Heart Sugar Cookies

So here’s recipe 2 of 3.  I made decorated cookies: Flower Cookies last month, and I loved them.  They take a simple sugar cookie to the next level.  I wanted to try this technique again for Valentine’s Day.  I baked these up with some members of my crew team.  What a great idea!  They came up with some awesome and creative patterns for these cookies.  We all had a great time, but afterwards, we were all going through sugar withdrawal.  Lots of icing will do that to you.

Let’s get started with the recipe.  Preheat the oven to 350˚F. Beat butter and sugar until creamy.

Creamy?  Yes, sir!

Add in egg and extracts.

These extracts, especially almond extract, gives these cookies their distinctive flavor.
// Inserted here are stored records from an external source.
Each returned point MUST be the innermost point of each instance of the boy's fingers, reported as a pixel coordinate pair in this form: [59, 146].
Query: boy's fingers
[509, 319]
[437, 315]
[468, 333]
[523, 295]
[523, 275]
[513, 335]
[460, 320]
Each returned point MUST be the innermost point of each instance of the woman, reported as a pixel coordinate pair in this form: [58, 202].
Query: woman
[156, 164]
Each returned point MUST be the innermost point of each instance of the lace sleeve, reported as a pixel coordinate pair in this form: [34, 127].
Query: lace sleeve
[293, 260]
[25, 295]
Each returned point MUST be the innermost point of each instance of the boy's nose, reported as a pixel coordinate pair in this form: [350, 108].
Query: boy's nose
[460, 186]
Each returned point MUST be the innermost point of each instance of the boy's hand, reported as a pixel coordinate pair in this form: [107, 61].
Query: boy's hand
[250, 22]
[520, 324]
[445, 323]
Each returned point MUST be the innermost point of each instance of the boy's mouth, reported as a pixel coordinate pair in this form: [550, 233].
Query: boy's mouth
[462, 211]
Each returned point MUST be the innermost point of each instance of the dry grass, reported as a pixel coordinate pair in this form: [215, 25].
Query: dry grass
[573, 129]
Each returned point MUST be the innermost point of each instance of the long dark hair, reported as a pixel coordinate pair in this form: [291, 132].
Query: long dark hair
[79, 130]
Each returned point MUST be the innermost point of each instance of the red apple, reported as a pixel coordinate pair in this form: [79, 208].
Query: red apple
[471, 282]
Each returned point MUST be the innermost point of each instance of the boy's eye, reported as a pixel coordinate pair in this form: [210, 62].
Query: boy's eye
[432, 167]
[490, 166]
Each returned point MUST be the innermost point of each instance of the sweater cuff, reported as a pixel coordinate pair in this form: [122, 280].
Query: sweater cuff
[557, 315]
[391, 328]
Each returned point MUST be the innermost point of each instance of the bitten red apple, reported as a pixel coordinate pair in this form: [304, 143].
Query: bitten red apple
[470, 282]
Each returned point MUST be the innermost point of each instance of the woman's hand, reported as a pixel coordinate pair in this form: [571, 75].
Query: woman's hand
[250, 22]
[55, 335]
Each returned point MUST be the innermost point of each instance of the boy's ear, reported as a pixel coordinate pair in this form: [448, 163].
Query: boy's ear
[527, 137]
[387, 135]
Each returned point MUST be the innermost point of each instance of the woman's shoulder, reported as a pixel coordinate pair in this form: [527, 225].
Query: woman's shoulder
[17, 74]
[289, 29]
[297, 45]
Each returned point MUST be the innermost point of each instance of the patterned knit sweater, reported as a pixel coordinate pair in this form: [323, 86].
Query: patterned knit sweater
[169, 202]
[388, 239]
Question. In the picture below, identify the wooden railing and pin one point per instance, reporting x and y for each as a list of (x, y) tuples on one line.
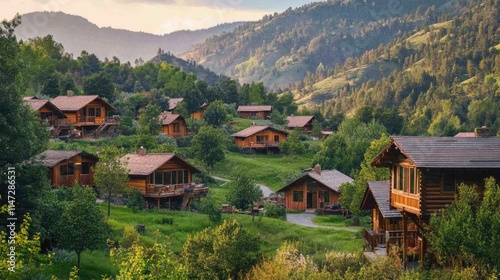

On the left is my jar of homemade vanilla extract.  It’s starting to get dark and rich.

Add in the flour, salt, and baking powder.  The  recipe calls for you to mix these ingredients up ahead of time.  This is so you don’t overbeat the dough once you’ve added the flour. If you overbeat, your cookies will be tougher.  I don’t always follow this step.  Today, I didn’t.  Tomorrow I might.  Do what floats your boat, sinks your ship, toots your horn…

Mix in the flour mixture just until combined.

Once we had mixed in all of the flour, we tried to form our dough into a ball for rolling.  The dough was still very crumbly, so we added some water to the dough.  Add water (1-2 tablespoons) until your dough comes together; it will be a tad dry.  That’s okay.

Roll out your dough to 1/4 inch thick.

Cut into desired shapes.  Today, we cut hearts, X and O’s, lips, and a few other random shapes.  I think we had a frog (McNally), some boots, a cat (Seamus), and some gingermen.  Don’t ask questions.

Put these shapes on a greased cookie sheet.

Bake for 10-12 minutes until lightly browned.  Let sit a few minutes on cookie sheet, and then transfer to a cooling rack.

Now for the icing: Beat egg white powder and powdered sugar until mixed.  Add in water and almond extract.

Beat for 6-8 minutes until the icing is thick and glossy.  If you’re using an electric mixer, beat on high.  I don’t have a mixer at school, so I had my crew friends use their superior strength to beat that frosting into submission.

Here’s Jen telling that icing who is boss!  Although, others (thanks Jane, Vittoria, Caroline, Hackett, and Karen) helped her, so I wanted to give credit where credit is due.

Your icing will be pretty thin.  This how you want it.  Someone suggested it was similar to Elmer’s glue.  That’s the thickness (or even a little thinner) that you want.

Divide your icing into smaller bowls and add food coloring to get your preferred colors.

We made red, pink, and white.  Put each of these colors in a sandwich bag.

Now here comes the fun part.  Decorate your cookies however you desire.  The icing hardens when exposed to air so work with one cookie at once.

Here are some examples of some cool designs we created today.

Here’s a frog that is ready for love.  The weird spot in the middle is where someone bumped the cookie before it was dry. Tsk, tsk!

There was an X to go with this O, but it broke.

Random circle cut-out but a cool design:

Use your imagination and be creative!